Ad Angri proseguono i festeggiamenti in onore della celeste patrona organizzati dalla parrocchia Regina Pacis. Dopo aver reso omaggio al passaggio della statua della Regina della Pace per le vie del paese e lo spettacolo musicale dei Via Toledo, le celebrazioni proseguono oggi alle ore 19.00 con la Santa Messa presieduta da don Domenico Petti, con il contributo della Pastorale giovanile diocesana. Nell’occasione la comunità parrocchiale offrirà il proprio abbraccio ai giovani e ai ragazzi in occasione della benedizione degli zainetti che segna l’inizio dell’anno scolastico.

In serata alle ore 21.30 il programma civile prevede il concerto de la “Febbre Italiana”.

Domani, martedì 16 settembre, alle ore 19.00 la fase finale dei festeggiamenti con la Santa Messa di ringraziamento, in particolare agli anziani e agli ammalati.

A seguire, ci si ritroverà nel piazzale della Vela per un momento di festa e condivisione.

La locandina

La settimana di festeggiamenti in onore della regina della Pace è stata accompagnata dalle parole del parroco don Antonio Cuomo: “Oggi, come non mai, ci rendiamo conto che la pace è sempre più fragile e c’è bisogno di un impegno maggiore perché ogni parrocchia, ogni comunità religiosa e sociale, diventino case di pace, luoghi accoglienti in cui riscoprire le parole di papa Leone XIII: “Il segreto della pace sta nella giustizia, nel rispetto reciproco e nella solidarietà.
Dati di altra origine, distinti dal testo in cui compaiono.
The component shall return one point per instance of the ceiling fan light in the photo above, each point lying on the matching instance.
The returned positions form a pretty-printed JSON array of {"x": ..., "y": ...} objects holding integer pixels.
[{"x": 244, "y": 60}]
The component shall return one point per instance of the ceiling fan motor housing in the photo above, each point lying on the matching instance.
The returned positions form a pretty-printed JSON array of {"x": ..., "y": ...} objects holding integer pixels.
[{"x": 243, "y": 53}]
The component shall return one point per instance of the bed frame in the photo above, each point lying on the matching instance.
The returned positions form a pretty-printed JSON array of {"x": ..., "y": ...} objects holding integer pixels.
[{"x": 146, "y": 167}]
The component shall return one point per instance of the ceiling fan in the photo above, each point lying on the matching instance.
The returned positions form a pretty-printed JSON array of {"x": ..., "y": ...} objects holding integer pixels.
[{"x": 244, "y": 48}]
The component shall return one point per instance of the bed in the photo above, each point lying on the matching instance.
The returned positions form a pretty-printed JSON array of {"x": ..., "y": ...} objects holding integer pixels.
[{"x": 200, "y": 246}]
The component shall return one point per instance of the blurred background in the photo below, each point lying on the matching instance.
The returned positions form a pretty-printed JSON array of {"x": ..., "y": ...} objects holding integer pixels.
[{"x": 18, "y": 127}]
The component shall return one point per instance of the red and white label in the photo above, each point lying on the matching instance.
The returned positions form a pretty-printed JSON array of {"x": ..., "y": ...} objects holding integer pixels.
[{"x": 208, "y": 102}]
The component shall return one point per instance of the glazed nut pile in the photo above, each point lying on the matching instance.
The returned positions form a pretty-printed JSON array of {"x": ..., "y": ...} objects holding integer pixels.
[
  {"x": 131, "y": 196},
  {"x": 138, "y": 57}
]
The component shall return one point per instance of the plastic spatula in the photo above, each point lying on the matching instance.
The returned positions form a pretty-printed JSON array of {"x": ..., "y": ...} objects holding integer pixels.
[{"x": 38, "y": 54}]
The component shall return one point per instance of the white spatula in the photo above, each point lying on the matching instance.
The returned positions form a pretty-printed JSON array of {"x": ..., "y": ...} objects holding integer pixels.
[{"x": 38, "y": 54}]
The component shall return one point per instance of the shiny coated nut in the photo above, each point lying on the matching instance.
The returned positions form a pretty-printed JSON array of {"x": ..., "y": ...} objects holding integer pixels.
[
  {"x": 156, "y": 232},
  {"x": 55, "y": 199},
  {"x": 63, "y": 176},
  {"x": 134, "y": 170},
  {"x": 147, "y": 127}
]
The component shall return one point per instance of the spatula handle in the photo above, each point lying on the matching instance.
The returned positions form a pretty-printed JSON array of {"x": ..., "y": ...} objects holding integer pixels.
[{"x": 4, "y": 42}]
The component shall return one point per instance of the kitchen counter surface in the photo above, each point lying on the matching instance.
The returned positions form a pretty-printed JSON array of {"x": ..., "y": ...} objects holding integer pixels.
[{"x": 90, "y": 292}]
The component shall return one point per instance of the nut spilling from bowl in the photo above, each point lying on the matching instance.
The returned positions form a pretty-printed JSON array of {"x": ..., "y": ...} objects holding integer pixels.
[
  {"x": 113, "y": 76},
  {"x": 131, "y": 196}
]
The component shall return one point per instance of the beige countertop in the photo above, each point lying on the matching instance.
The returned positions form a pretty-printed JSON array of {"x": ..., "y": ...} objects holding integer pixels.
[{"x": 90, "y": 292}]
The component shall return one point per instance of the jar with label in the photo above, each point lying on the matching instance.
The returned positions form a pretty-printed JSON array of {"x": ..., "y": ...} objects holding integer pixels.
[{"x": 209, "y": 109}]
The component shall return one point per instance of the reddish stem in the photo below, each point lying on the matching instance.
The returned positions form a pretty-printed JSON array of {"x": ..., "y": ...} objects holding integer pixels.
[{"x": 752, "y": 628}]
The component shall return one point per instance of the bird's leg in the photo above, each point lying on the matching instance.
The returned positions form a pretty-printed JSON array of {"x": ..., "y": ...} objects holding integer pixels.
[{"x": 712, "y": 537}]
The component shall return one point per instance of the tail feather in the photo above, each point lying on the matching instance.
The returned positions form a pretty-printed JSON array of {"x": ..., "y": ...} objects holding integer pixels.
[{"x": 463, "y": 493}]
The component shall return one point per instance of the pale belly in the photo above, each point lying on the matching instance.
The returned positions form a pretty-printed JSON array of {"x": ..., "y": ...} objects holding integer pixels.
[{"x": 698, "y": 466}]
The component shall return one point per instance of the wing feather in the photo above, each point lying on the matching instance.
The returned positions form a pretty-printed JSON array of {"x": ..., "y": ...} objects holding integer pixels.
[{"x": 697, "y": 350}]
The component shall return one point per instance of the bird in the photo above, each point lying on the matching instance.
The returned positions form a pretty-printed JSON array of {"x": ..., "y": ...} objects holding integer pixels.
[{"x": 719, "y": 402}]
Questi giorni – rimarca il parroco – ci aiutano a ridestare il desiderio di pace e a rompere quella assuefazione che rende complici di continui crimini di guerra che ci amano, attraverso tragiche morti e sofferenze di ogni genere, ogni giorno testimoni oculari. Bisogna rendersi conto che l’unica arma che ha la Regina della Pace tutti noi nel cuore sia un grande ardore di pace! Noi non possiamo rimanere indifferenti alla guerra e alle sue conseguenze. Benedico tutti voi, in particolare i bambini, gli anziani e gli ammalati, e ogni giorno, combattiamo la dura battaglia della malattia e della sofferenza”.